Progrès
Les médicaments font reculer les maladies
- La Recherche de Médicaments
- 12.07.12
ÉLAN Les médicaments ont permis de mieux lutter contre le cancer, le sida, l’hépatite C, la dépression, la tuberculose ou le diabète, mais, beaucoup de maladies n’ont toujours pas de solution thérapeutique. La recherche s’oriente désormais vers des traitements plus ciblés.
État des lieux
Globalement, le XXe siècle aura été marqué par de grandes découvertes médicamenteuses qui ont véritablement révolutionné la prise en charge des maladies : antibiotiques, sulfamides, antithrombotiques, chimiothérapies, antiviraux… Dans le vaste champ des maladies infectieuses notamment, les découvertes de la pénicilline, des antituberculeux puis des antiviraux et des antirétroviraux constituent des avancées remarquables contre des fléaux qui décimaient les populations au cours des siècles précédents. En dépit de ces progrès, l’Organisation mondiale de la santé (OMS) estime qu’environ trois quarts des 30 000 maladies répertoriées de par le monde n’ont pas de solution thérapeutique2.
Pistes d’avenir
L’avenir est aux thérapies ciblées, directement issues de l’accélération foudroyante des progrès en biologie dans la deuxième moitié du XXe siècle : la connaissance de l’ADN a en effet fait « comprendre3 comment est écrit le texte, les découvertes issues des microARN4 et de l’épigénétique5 doivent maintenant permettre de le lire ». La recherche entre dans une phase de classification plus « fine » des maladies : les diabètes dits de type I et II seront décomposés et reclassifiés en sous-groupes de maladies, avec, à la clé, des traitements adaptés à chaque sous-groupe.
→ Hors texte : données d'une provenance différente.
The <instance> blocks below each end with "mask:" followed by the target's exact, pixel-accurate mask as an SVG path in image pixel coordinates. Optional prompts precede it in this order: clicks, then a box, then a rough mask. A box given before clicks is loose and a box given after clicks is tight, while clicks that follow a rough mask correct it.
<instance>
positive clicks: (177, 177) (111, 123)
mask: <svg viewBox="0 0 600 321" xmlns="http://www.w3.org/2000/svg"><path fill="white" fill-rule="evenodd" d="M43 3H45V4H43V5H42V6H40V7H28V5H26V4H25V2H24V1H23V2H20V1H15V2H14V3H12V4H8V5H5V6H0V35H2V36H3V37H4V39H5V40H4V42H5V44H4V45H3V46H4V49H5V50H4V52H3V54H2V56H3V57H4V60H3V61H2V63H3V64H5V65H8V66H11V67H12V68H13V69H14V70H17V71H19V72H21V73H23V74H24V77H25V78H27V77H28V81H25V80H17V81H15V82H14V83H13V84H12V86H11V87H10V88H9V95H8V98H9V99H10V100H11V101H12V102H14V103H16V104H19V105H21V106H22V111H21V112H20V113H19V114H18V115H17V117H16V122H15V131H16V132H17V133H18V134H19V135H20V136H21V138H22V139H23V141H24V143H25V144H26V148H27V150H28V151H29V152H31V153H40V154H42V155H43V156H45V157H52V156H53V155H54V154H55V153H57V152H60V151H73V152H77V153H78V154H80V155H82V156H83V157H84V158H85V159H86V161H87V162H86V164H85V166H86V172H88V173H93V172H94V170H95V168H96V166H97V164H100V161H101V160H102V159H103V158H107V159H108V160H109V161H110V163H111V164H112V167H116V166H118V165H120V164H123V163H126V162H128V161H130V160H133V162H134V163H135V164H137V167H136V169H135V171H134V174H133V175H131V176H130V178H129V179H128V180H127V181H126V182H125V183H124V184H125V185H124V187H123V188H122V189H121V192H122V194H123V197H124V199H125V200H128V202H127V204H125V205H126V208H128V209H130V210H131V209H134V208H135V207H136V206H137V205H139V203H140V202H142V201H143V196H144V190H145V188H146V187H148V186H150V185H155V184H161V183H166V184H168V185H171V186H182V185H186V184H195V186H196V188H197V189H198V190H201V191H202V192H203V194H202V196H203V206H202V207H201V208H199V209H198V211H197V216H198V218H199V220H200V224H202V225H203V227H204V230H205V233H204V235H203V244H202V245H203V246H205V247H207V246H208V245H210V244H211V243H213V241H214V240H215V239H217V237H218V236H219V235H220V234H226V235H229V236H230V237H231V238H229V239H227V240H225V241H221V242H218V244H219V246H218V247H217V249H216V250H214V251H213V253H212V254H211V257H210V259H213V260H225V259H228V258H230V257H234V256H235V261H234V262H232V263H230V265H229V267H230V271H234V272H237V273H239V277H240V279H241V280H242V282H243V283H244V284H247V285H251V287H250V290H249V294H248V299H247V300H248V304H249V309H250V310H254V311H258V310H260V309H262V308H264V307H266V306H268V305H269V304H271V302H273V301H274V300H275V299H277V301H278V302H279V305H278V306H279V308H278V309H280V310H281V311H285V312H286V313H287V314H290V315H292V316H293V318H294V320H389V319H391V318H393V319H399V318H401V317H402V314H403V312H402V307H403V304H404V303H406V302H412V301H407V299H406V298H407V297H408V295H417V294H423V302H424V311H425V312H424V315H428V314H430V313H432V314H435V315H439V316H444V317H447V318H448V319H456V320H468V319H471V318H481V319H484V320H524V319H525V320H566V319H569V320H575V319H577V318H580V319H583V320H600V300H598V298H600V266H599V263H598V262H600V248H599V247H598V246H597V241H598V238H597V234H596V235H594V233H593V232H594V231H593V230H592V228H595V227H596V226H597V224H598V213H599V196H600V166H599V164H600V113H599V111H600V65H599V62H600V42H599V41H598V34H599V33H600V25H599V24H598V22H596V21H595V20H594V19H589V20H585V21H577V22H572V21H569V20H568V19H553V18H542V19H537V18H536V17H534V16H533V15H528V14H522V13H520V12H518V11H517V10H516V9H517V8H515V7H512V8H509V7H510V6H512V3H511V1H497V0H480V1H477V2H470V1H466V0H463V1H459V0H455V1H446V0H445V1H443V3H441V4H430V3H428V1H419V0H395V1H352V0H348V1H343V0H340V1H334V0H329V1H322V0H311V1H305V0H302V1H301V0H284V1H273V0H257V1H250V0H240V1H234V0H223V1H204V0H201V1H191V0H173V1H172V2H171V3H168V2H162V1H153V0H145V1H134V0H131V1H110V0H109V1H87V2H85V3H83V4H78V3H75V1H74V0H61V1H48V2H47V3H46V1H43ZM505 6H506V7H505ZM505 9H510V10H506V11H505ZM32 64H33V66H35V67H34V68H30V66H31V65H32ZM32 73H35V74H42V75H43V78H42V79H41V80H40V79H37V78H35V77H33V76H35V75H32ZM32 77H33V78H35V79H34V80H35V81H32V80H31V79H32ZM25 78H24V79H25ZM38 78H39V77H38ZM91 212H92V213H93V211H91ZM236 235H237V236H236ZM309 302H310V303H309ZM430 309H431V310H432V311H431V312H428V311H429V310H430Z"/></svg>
On assistera aussi à une explosion des champs de recherche associés au médicament : biomarqueurs, imagerie, informatique, nanomatériaux… qui vont permettre d’offrir des solutions thérapeutiques de plus en plus performantes.
Les entreprises du médicament multiplient les pistes de recherche
- Elles ont pris conscience que pour vaincre les cancers et toutes les maladies sans solution thérapeutique, il leur fallait redéfinir en profondeur leurs stratégies de recherche et de développement.
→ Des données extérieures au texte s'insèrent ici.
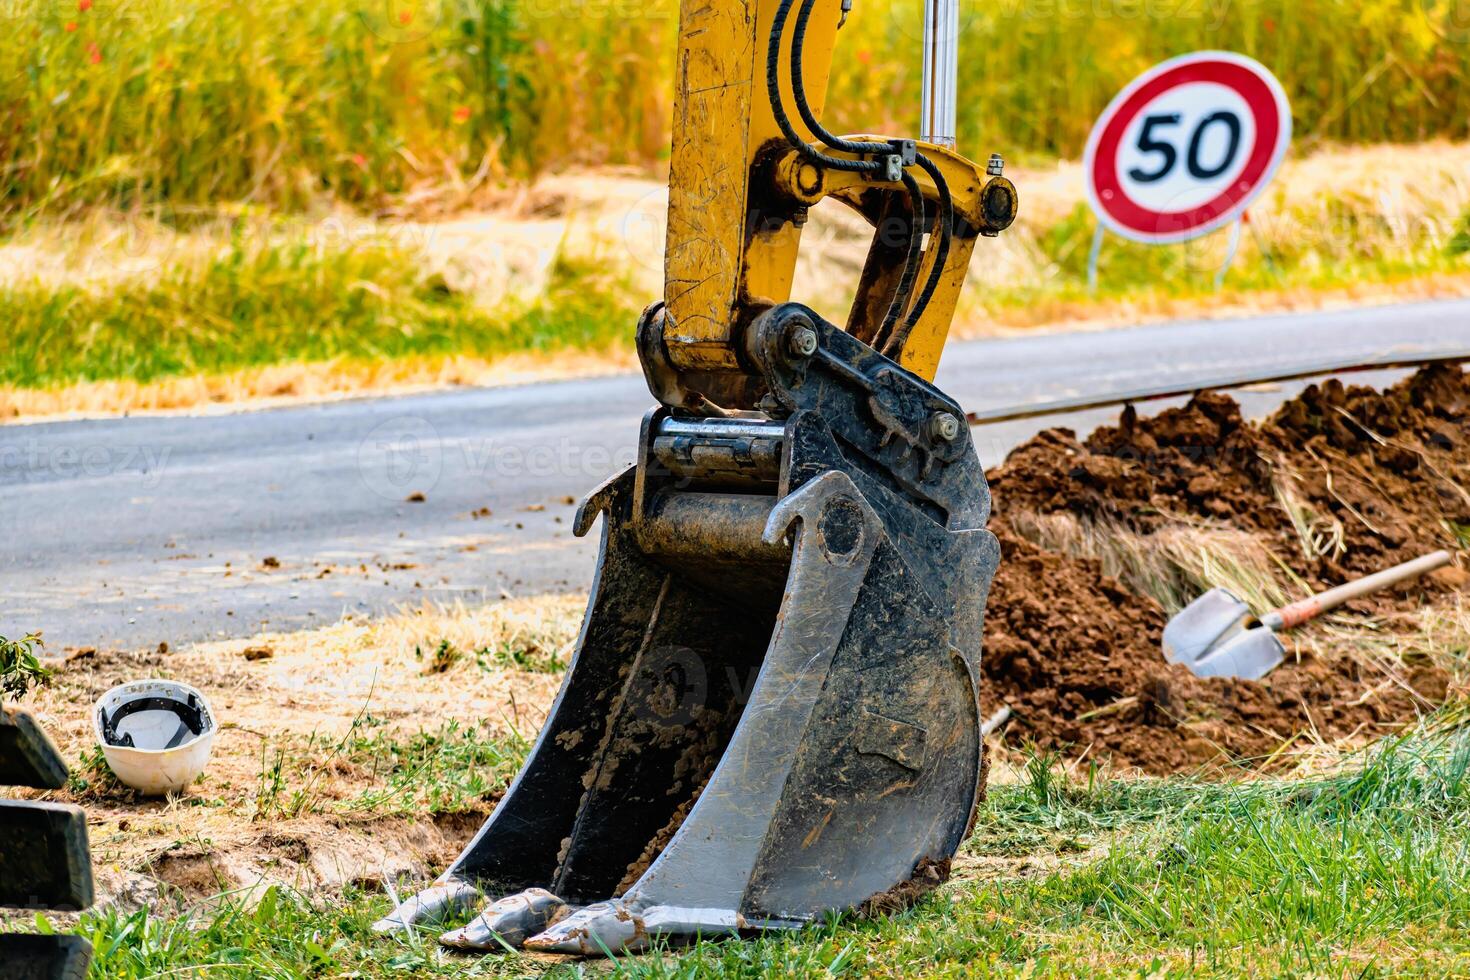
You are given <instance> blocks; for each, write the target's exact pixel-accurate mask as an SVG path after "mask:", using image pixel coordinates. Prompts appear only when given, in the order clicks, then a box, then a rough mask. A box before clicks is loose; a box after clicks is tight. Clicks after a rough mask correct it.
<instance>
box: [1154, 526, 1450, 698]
mask: <svg viewBox="0 0 1470 980" xmlns="http://www.w3.org/2000/svg"><path fill="white" fill-rule="evenodd" d="M1451 561H1454V555H1451V554H1449V552H1448V551H1436V552H1433V554H1429V555H1424V557H1423V558H1414V560H1413V561H1405V563H1404V564H1399V566H1394V567H1392V569H1385V570H1383V572H1377V573H1374V574H1370V576H1367V577H1363V579H1358V580H1357V582H1348V583H1347V585H1339V586H1338V588H1335V589H1327V591H1326V592H1322V594H1319V595H1313V597H1308V598H1305V599H1301V601H1298V602H1292V604H1291V605H1283V607H1282V608H1279V610H1272V611H1270V613H1266V614H1264V616H1261V617H1260V619H1257V617H1255V616H1254V614H1252V613H1251V607H1248V605H1247V604H1245V602H1242V601H1241V599H1239V598H1236V597H1235V595H1233V594H1232V592H1229V591H1227V589H1210V591H1208V592H1205V594H1204V595H1201V597H1200V598H1198V599H1195V601H1194V602H1191V604H1189V605H1186V607H1185V608H1183V610H1180V611H1179V614H1177V616H1175V617H1173V619H1172V620H1169V626H1166V627H1164V660H1167V661H1169V663H1172V664H1183V666H1185V667H1188V669H1189V670H1191V671H1192V673H1194V674H1195V676H1200V677H1238V679H1242V680H1260V679H1261V677H1264V676H1266V674H1269V673H1270V671H1273V670H1276V667H1277V666H1280V663H1282V661H1283V660H1285V658H1286V648H1285V646H1283V645H1282V642H1280V638H1277V636H1276V633H1277V632H1280V630H1285V629H1292V627H1295V626H1301V624H1302V623H1307V621H1310V620H1314V619H1317V617H1319V616H1322V614H1323V613H1326V611H1329V610H1335V608H1338V607H1339V605H1342V604H1344V602H1349V601H1352V599H1357V598H1361V597H1364V595H1370V594H1373V592H1377V591H1380V589H1386V588H1389V586H1391V585H1398V583H1399V582H1407V580H1408V579H1414V577H1417V576H1421V574H1424V573H1427V572H1433V570H1435V569H1442V567H1445V566H1446V564H1449V563H1451Z"/></svg>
- Elles sont désormais engagées dans des modes de recherche sur les facteurs à la base de maladies complexes comme les cancers ou la maladie d’Alzheimer, ainsi que sur les outils capables de moduler les systèmes biologiques.
- Elles cherchent ainsi à maîtriser les outils nécessaires à leur intervention : microARN, anticorps monoclonaux, peptides, petites molécules… C’est la prochaine frontière6.
L’espérance de vie des Français à 65 ans7 est la plus élevée d’Europe :22,8 ans pour les femmes et 18,6 ans pour les hommes.
(1 et 7) Direction de la recherche, des études, de l’évaluation et des statistiques (DREES), 2011. « L’état de santé de la population en France ». Suivi des objectifs annexés à la loi de santé publique. Rapport 2011. (2) Rapport de l’Organisation mondiale de la santé (OMS), 2006. « L’état de santé dans le monde ». (3 et 6) In Elias Zerhouni. « Grandes tendances de l’innovation biomédicale au XXIe siècle ». Cours au Collège de France du 24 janvier 2011. (4) MicroARN : ARN simple-brin, longs d’environ 21 à 24 nucléotides, impliqués dans la régulation de l’expression des gènes. (5) Épigénétqiue : domaine qui étudie comment l’environnement et l’histoire individuelle influent sur l’expression des gènes.